On 25/11/2011 10:37, Ulrich Eckhardt wrote:
Am 25.11.2011 04:49, schrieb alex23:
On Nov 24, 6:51 pm, Tim Golden<m...@timgolden.me.uk> wrote:
The Ctrl-Z thing is what *exits* the interpreter on Windows
(a la Ctrl-D on Linux).
With ActivePython, Ctrl-D works as well, which is a godsend as I'm
constantly working across Windows& linux.

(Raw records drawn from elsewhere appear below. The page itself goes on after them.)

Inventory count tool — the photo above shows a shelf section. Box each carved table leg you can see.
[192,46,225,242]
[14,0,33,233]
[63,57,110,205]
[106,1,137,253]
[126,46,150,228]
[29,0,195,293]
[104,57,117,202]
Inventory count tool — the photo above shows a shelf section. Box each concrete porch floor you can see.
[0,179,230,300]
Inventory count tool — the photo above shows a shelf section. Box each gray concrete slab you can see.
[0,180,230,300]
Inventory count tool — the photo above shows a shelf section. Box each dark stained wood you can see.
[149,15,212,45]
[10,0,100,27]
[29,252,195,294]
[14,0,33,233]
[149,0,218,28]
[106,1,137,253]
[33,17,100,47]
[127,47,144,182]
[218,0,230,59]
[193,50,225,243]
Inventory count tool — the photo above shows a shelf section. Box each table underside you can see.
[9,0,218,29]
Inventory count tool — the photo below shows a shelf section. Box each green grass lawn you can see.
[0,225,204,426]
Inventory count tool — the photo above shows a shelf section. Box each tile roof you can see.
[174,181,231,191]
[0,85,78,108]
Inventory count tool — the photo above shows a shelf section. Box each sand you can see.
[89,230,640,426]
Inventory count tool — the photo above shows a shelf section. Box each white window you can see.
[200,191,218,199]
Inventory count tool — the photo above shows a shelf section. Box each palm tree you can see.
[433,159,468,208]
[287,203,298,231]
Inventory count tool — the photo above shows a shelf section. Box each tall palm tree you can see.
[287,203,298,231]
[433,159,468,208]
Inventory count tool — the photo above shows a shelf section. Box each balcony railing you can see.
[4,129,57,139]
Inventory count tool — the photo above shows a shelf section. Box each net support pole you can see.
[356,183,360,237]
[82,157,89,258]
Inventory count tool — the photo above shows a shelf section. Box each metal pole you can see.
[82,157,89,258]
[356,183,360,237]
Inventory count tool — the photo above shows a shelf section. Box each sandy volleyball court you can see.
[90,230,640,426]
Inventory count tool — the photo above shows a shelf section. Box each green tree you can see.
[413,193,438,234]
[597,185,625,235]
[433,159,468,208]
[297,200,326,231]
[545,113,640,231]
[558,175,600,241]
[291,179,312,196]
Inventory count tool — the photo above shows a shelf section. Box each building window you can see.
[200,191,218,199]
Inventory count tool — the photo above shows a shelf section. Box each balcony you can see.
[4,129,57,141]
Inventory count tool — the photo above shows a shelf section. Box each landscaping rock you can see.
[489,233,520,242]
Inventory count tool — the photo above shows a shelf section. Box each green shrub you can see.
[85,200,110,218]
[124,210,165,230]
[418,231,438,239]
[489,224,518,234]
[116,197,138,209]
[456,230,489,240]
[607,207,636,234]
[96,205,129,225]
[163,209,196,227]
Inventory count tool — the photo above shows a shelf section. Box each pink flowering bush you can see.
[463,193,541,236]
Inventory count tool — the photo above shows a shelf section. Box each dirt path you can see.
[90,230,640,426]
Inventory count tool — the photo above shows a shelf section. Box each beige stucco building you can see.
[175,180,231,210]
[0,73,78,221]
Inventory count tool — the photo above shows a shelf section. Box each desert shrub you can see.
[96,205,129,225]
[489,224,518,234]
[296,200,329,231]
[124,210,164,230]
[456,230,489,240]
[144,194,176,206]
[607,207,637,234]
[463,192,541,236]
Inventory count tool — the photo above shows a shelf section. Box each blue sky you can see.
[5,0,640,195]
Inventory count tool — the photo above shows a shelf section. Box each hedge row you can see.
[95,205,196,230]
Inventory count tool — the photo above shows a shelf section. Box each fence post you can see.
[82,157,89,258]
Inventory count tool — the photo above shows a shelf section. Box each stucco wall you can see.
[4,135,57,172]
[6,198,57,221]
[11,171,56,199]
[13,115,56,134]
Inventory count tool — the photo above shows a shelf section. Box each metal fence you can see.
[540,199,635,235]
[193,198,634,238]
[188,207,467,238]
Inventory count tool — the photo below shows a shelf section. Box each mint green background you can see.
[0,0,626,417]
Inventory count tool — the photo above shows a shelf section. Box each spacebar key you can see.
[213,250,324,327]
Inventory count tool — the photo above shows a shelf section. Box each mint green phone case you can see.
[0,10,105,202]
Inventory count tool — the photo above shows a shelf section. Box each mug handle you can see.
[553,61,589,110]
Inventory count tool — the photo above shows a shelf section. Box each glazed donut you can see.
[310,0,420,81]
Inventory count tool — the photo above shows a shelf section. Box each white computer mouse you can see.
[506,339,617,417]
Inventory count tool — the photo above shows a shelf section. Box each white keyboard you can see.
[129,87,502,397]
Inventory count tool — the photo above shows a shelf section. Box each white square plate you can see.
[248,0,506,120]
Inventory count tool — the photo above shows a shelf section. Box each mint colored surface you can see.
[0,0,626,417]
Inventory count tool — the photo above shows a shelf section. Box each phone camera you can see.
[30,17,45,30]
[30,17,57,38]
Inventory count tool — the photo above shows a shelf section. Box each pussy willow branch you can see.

In short - on Windows, within one cmd shell you can open and exit
the interpreter as many times as you like and the Python command
history will be retained via the cmd shell's history mechanism,
and kept distinct from the history of other things you may type
into the cmd shell.
And again, I'm definitely not seeing this. Inside the one cmd shell,
each instance of Python has no recollection of the history of the
last.
I'm seeing history browsing in Python on MS Windows XP here and it also
works for every other commandline-based program. Well, it seems with the
exception of the ActivePython distribution of Python. That one
intentionally changes the MS Windows defaults like Control-Z behaviour
and at the same time, maybe even as a side effect, it breaks the shell's
history browsing.
Except that, intriguingly, I'm also using an ActiveState distro
and it neither adds Ctrl-D nor prevents history. But I'm
fairly sure that pyreadline does both of those things.